George Schroeder, who was appointed to the $110,000 a year post to root out fraud, waste and inefficiency in government, was on the job for just six weeks when he stepped down from his post at the end of April.

Schroeder’s resignation was belatedly confirmed by Associated Press reporter Jim Davenport in a news brief on Tuesday. In that brief, Schroeder said he believed a state law was necessary in order for him to fulfill the responsibilities of the office effectively. He also said that the inspector general’s office needed to be independent of the governor and the legislative branch – prompting some to question what he may have discovered during his short tenure.

Haley created this office in March via an executive order, a largely symbolic move given its narrow scope and lack of prosecutorial authority and subpoena power. Schroeder was only supposed to be on the job for a year – which makes his sudden departure even more surprising.

We wrote almost a year ago about the importance of establishing – and empowering – this office as a part of permanent law.

“This is one of the rare government bureaucracies we support, because it exists for the sole purpose of eliminating waste, fraud and abuse in other agencies,” we wrote last summer. “Certainly, the bigger problem is unnecessary government, but in a notoriously-corrupt state like South Carolina it is our believe that an OIG would be worth every penny of taxpayer money we invest.”

In fact, the creation of this office was one of ninety-five reforms that we proposed three years ago in a document that still serves as the reform movement’s primary blueprint – as well as compelling reminder of this state’s unfinished business.
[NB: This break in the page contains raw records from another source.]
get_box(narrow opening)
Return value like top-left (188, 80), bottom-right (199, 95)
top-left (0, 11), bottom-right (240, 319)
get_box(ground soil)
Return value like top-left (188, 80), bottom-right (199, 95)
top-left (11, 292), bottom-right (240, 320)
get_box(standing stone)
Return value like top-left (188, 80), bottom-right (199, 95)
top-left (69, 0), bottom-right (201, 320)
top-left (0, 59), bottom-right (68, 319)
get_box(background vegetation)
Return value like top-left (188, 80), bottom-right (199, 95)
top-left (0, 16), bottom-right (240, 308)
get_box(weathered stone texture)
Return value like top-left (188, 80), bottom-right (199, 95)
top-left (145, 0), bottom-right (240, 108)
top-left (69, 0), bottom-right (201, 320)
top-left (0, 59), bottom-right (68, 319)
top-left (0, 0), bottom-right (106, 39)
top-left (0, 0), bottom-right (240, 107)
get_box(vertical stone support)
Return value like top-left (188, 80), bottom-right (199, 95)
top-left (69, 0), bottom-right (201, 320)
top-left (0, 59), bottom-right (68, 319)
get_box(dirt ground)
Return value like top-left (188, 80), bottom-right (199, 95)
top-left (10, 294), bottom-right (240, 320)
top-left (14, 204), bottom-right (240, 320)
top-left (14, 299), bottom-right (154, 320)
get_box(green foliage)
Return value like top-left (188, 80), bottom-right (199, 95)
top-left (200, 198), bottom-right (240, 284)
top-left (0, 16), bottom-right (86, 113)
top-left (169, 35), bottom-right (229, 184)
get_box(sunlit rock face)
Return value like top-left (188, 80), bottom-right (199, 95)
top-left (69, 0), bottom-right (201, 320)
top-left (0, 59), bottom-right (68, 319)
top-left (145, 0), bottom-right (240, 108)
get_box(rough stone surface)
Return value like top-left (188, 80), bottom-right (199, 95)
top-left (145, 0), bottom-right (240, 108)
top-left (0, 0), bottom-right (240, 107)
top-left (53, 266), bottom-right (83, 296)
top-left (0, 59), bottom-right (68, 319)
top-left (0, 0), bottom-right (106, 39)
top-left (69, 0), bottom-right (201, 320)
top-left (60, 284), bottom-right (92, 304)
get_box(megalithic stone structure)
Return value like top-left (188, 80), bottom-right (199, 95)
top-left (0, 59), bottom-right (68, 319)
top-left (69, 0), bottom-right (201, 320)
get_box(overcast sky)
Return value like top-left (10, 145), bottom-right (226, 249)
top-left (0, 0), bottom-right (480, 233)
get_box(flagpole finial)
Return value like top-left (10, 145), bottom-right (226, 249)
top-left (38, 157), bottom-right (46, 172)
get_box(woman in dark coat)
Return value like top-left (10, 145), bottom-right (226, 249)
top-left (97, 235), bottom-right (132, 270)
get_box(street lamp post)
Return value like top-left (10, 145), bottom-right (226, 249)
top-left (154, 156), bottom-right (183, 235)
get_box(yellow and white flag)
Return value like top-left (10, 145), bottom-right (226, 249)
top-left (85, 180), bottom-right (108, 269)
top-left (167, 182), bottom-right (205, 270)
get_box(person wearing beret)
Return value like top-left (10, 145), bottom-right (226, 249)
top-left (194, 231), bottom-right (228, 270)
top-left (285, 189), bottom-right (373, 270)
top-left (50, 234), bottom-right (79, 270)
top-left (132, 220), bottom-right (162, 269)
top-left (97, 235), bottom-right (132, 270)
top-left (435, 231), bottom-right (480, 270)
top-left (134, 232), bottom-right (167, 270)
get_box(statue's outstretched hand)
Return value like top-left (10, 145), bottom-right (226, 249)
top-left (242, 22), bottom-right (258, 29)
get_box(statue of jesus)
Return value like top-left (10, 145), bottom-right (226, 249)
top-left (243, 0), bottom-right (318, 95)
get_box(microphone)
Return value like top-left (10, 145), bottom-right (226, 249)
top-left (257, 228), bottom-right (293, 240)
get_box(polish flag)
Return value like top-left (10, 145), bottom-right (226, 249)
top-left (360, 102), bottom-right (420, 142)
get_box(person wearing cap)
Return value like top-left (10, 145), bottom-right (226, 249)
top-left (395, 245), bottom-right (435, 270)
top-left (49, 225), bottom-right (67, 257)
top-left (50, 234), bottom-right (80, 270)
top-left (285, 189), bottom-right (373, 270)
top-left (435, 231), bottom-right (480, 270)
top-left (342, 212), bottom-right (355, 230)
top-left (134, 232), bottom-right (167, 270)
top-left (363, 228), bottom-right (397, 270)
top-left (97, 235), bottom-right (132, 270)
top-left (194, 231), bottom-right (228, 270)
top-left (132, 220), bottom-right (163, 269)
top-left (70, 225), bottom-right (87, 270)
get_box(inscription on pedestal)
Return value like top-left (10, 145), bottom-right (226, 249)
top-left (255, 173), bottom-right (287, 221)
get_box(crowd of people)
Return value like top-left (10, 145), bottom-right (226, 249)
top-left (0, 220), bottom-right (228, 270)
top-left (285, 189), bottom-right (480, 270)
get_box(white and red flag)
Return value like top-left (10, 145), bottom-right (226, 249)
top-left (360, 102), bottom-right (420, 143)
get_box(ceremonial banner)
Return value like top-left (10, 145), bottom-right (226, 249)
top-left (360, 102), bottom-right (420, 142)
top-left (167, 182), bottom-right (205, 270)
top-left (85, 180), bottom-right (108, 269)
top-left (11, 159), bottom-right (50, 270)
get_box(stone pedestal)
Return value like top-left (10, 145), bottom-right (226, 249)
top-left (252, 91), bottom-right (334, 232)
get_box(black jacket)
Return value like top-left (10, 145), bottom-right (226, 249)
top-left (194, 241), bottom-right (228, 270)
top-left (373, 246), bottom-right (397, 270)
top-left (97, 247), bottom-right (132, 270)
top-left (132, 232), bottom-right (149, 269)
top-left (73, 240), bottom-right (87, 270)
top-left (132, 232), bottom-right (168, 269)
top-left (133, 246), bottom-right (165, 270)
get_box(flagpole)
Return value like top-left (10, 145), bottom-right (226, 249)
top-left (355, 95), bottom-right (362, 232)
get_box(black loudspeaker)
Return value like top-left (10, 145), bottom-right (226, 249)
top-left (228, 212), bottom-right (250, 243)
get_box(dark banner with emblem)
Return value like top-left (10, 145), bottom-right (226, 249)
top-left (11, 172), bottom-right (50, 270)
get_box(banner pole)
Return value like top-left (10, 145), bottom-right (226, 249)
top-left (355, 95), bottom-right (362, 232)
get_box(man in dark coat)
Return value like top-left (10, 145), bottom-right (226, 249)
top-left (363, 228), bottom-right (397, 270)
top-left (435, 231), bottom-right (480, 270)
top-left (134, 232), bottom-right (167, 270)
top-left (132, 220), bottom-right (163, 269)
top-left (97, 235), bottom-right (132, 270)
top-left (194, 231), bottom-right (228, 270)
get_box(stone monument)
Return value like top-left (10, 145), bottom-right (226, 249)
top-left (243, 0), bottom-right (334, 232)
From our founding editor’s “95 Theses” (verse 13):

13) The Office of State Inspector General is hereby established to identify waste, fraud and abuse across all branches of government, and to refer violations to the Attorney General for prosecution. The Inspector General shall be appointed by the governor with the advice and consent of the Senate.

Legislators from both parties, led by Senators Tom Davis (R-Beaufort) and Vincent Sheheen (D-Kershaw), have been pushing for the creation of an inspector general’s office for years.

In fact, their bill establishing the office unanimously passed the S.C. Senate in early April. Unfortunately, this legislation has yet to receive a hearing in the S.C. House of Representatives.

Sources tell FITS that Schroeder was pushing “actively, daily” to get the law passed, but received “no help” from Haley or her staff. In fact, in addition to excluding the inspector general’s office from her less than ambitious legislative report cards, several House members tell FITS that Haley was actually working to block the legislation.


“She already declared victory and took all the credit,” one House Republican told us. “She didn’t want Vincent (Sheheen) and (Tom) Davis to come along and steal her thunder.”

Advocates for the inspector general’s office – who were praising Haley for her boldness earlier this year – are singing a different tune now.

“If Haley can call a press conference in her tight dress and get newsprint and praise for creating the OIG, will she now have the nerve to (hold) a press conference to explain just what the hell happened to her right-hand man?” one Lowcountry advocate for the office told FITS.

That’s a good question – although Haley’s office (surprise, surprise) did not respond to our request for comment.

Schroeder was Director of the South Carolina General Assembly’s Legislative Audit Council for 33 years before his retirement in February 2009. During Haley’s transition he served as the chairman of her “fiscal crisis task force,” which met several times but never published a report of its findings.